Telemedicine reaches more villages now, but direct access is limited: many individuals, especially rural women, need someone else to help them connect and log in. File photograph used for representational purposes only
| Photo Credit: The Hindu
After the pandemic, India began reshaping its healthcare system through eSanjeevani, a telemedicine service that has handled well over 470 million consultations across 1.3 lakh health centres nationwide. Instead of travelling long distances, patients receive care directly on their phone screens. The 80% specialist shortage in remote villages shrinks, when video calls replace commutes.
Still, counting consultations misses the real story. Digital care stays out of reach for countless rural women not because of technical or infrastructural constraints alone, but because of deep-rooted imbalances at home and inside medical institutions.

Understanding digital healthcare
Digital healthcare builds on one basic idea: that people can reach medical help through their mobile devices alone. In rural India, however, things are rarely that seamless. A 2025 National Statistics Office study shows 76.3% of rural women reported mobile use in the past three months, but device ownership remains below 50%. Getting online usually means borrowing a device managed by a male member at home. Control stays with whoever holds the phone: this could be a husband, brother, father, or someone else in charge.
Relying on shared devices brings problems that are not just about ownership. Privacy and confidentiality are vital for medically-sensitive conversations especially those around pregnancy choices, birth control, emotional struggles, or abuse. Not having their own devices could mean women are limited in the kind of healthcare services they can access. This is a reality in many parts of the country: a study in BMJ Global Health found that married women in rural Madhya Pradesh rarely decide how phones get used: usage is shaped more by tradition than by choice. If a woman speaks to a doctor using a family mobile device, she is watched, and probably listened to by others at home. Merely having internet connectivity does not make for a good consult.
The staff behind the devices
Most people in India still do not use telemedicine on their own. A look at the numbers shows why. In 2025, a report from Oxford Open Digital Health found that over 93% of consultations on eSanjeevani happened with the help of a health worker. Telemedicine reaches more villages now, but direct access is limited:. many individuals, especially rural women, need someone else to help them connect and log in.
Frontline health workers carry the bulk of the load in closing this divide. Our ASHAs, Auxiliary Nurse Midwives, and Community Health Officers now anchor how digital care reaches villages, guiding patients through mobile screens, handling data entries, and linking appointments. Still, these staff face their own hurdles such as low literacy levels, inadequate devices, weak signals, and heavy documentation burdens. Often, digital health efforts grow quicker than the support for the people rolling them out.
Blending physical and tele care
Despite its growth and reach, telemedicine cannot replace physical care. Maternal care video calls help address concerns, but abdominal scans, emergency deliveries, and blood tests demand physical presence. This is where India must navigate a careful path: relying heavily on mobile phones while letting health centres weaken may widen the healthcare gap instead of closing it.

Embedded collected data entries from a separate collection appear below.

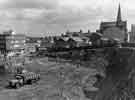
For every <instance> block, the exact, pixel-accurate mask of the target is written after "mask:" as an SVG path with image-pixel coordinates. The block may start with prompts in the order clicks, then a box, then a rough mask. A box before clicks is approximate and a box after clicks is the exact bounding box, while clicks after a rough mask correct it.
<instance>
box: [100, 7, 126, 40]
mask: <svg viewBox="0 0 135 100" xmlns="http://www.w3.org/2000/svg"><path fill="white" fill-rule="evenodd" d="M99 32H100V33H102V34H103V36H104V37H106V38H116V39H120V40H121V41H122V42H128V33H127V21H122V18H121V8H120V5H119V8H118V15H117V20H116V21H112V22H101V24H100V30H99Z"/></svg>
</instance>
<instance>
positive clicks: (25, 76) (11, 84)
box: [8, 71, 40, 89]
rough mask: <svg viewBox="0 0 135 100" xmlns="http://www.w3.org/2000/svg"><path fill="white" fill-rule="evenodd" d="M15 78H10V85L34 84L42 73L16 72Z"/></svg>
mask: <svg viewBox="0 0 135 100" xmlns="http://www.w3.org/2000/svg"><path fill="white" fill-rule="evenodd" d="M14 77H15V78H14V79H11V80H8V85H9V87H13V88H16V89H17V88H19V87H21V86H23V85H26V84H32V83H35V82H37V81H38V80H39V79H40V74H36V73H34V72H27V71H26V72H24V73H21V74H16V75H15V76H14Z"/></svg>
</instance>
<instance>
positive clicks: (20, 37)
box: [6, 34, 26, 52]
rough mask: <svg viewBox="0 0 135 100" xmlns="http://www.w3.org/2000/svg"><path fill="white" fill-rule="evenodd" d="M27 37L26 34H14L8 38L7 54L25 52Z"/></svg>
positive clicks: (6, 48) (8, 37)
mask: <svg viewBox="0 0 135 100" xmlns="http://www.w3.org/2000/svg"><path fill="white" fill-rule="evenodd" d="M25 42H26V36H25V35H24V34H13V35H10V36H6V50H7V52H24V50H25Z"/></svg>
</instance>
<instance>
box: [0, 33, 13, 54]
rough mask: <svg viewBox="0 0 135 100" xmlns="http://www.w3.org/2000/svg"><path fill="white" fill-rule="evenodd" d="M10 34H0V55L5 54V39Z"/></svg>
mask: <svg viewBox="0 0 135 100" xmlns="http://www.w3.org/2000/svg"><path fill="white" fill-rule="evenodd" d="M10 35H11V34H6V33H4V34H0V52H1V53H2V54H6V51H7V48H6V37H7V36H10Z"/></svg>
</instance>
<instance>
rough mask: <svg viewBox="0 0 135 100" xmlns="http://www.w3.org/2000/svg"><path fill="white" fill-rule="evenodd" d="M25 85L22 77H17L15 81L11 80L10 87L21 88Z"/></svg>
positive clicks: (10, 80)
mask: <svg viewBox="0 0 135 100" xmlns="http://www.w3.org/2000/svg"><path fill="white" fill-rule="evenodd" d="M22 85H23V78H22V77H21V76H16V77H15V79H12V80H9V86H10V87H13V88H19V87H20V86H22Z"/></svg>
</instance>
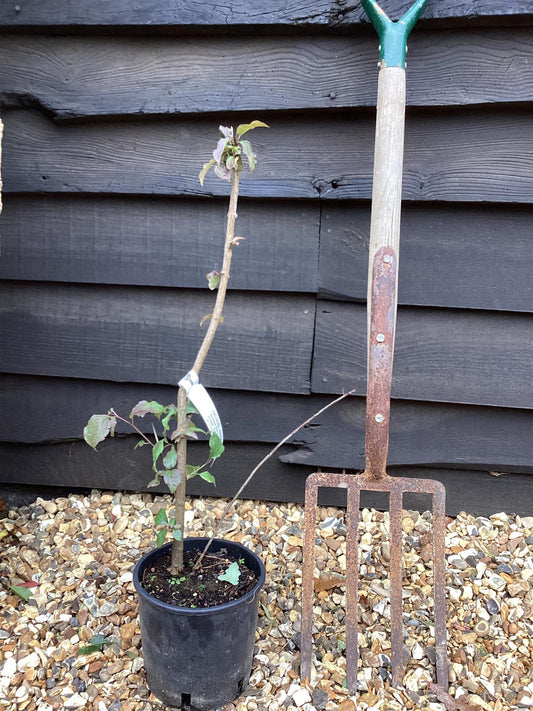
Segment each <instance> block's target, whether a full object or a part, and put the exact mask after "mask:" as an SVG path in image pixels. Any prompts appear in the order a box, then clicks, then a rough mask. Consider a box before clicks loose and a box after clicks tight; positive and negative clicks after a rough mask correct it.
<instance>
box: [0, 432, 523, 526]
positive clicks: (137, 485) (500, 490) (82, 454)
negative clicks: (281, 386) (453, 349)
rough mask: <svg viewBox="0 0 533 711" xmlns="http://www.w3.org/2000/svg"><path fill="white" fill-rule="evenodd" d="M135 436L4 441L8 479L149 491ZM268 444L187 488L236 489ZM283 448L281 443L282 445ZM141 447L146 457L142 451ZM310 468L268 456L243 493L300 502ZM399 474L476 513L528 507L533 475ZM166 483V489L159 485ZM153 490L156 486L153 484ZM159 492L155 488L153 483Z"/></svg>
mask: <svg viewBox="0 0 533 711" xmlns="http://www.w3.org/2000/svg"><path fill="white" fill-rule="evenodd" d="M134 445H135V438H132V437H125V438H117V439H116V440H113V441H109V440H108V441H106V442H103V443H102V444H101V445H100V446H99V451H98V452H93V451H92V450H91V449H90V448H89V447H87V445H86V444H85V443H82V442H65V443H57V444H47V445H46V444H45V445H26V446H24V447H20V446H17V445H13V444H3V443H0V459H1V460H2V462H3V463H4V464H5V467H6V469H5V471H6V474H4V481H6V482H13V483H18V482H20V481H25V482H27V483H29V484H33V485H43V484H45V485H56V486H61V487H65V486H67V487H84V486H86V487H100V488H102V489H109V488H117V489H122V490H126V491H127V490H137V491H139V490H146V479H147V477H146V472H147V470H150V461H149V453H148V452H147V451H146V449H144V450H141V452H139V451H138V450H136V451H135V452H134V451H133V448H134ZM193 448H194V455H195V456H196V457H198V459H197V461H205V455H206V454H207V451H206V449H203V448H202V445H201V444H200V445H199V446H194V445H193ZM269 451H270V446H269V445H264V444H263V445H262V444H257V445H253V444H246V445H240V446H238V447H237V446H235V445H234V446H231V447H228V450H227V452H226V453H225V455H226V456H225V457H223V458H221V459H220V460H219V461H218V462H217V464H216V467H215V468H213V472H214V474H215V475H216V478H217V488H216V490H214V489H213V487H212V486H210V485H209V484H206V483H205V482H202V481H200V480H199V479H198V478H196V479H193V480H191V481H190V482H189V492H190V493H191V494H194V495H199V494H200V495H204V496H213V495H214V494H217V495H219V496H232V495H233V494H235V492H236V491H237V489H238V488H239V487H240V485H241V484H242V483H243V482H244V480H245V478H246V476H247V474H249V473H250V472H251V470H252V469H253V468H254V467H255V465H256V464H257V463H258V462H259V461H261V459H263V457H265V456H266V455H267V454H268V452H269ZM281 451H282V452H284V450H281ZM139 454H140V455H141V456H139ZM310 472H311V469H310V467H306V466H299V465H295V464H285V463H284V462H283V461H280V460H279V459H275V458H273V459H270V460H269V461H268V462H267V463H266V465H265V467H264V469H263V470H262V471H261V472H260V473H258V475H257V476H256V477H255V478H254V479H253V480H252V482H251V484H250V485H249V486H248V487H247V488H246V490H245V491H244V493H243V496H244V497H249V498H254V499H269V500H271V501H302V500H303V492H304V485H305V478H306V476H307V475H308V474H309V473H310ZM393 472H394V473H397V474H398V475H399V476H405V475H408V476H413V477H418V478H426V479H438V480H439V481H442V482H443V483H444V484H445V485H446V489H447V494H446V513H447V514H448V515H450V516H455V515H457V514H458V513H459V512H460V511H464V510H465V505H466V506H468V507H469V511H475V512H476V513H477V514H478V515H485V516H487V515H491V514H493V513H496V512H499V511H513V512H515V513H518V514H521V515H530V514H531V504H530V502H531V497H532V495H533V477H532V476H528V475H520V474H512V473H511V474H508V473H503V474H502V476H498V477H495V476H491V475H490V474H489V473H488V472H479V471H472V470H465V469H463V468H462V469H459V470H453V469H438V468H431V469H428V468H422V467H410V468H409V469H408V470H405V469H403V468H401V467H400V468H395V469H394V470H393ZM161 490H163V489H162V488H161ZM150 491H151V492H152V493H153V491H154V490H153V489H150ZM156 491H157V489H156ZM427 498H428V497H424V496H420V495H419V496H417V497H415V496H412V497H406V499H405V505H406V507H408V508H413V509H414V508H416V507H419V508H421V510H425V509H427V508H428V507H429V502H428V500H427ZM320 501H321V503H322V504H324V505H330V504H335V505H342V504H343V501H344V502H345V495H344V497H343V494H342V492H340V491H338V490H331V491H326V492H324V494H323V496H322V498H321V500H320ZM361 504H362V505H363V506H377V507H381V506H383V501H382V497H380V498H377V497H376V495H373V494H372V493H371V492H365V493H364V494H363V496H362V497H361Z"/></svg>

The real issue here is not about expanding telemedicine further; it is about weaving it into a fairer health setup. Digital tools must back up strong local clinics, not replace them. Success cannot be measured in consultation numbers alone if fairness remains absent. Our measures of success should ask: who actually holds the phone during the consultation? Can the individual speak without constraint, wherever they are? Is a follow-up done, and the treatment truly completed after the call ends? Do women get the space to seek help on their own terms?
Telemedicine’s promise lies in going beyond simply linking patients and doctors through screens; it must ensure equity and its gains must reach everyone equally. Rural women need digital health literacy, smartphone access, personal control, privacy, and the freedom to use remote care before gaps in equitable treatment truly fade under technology.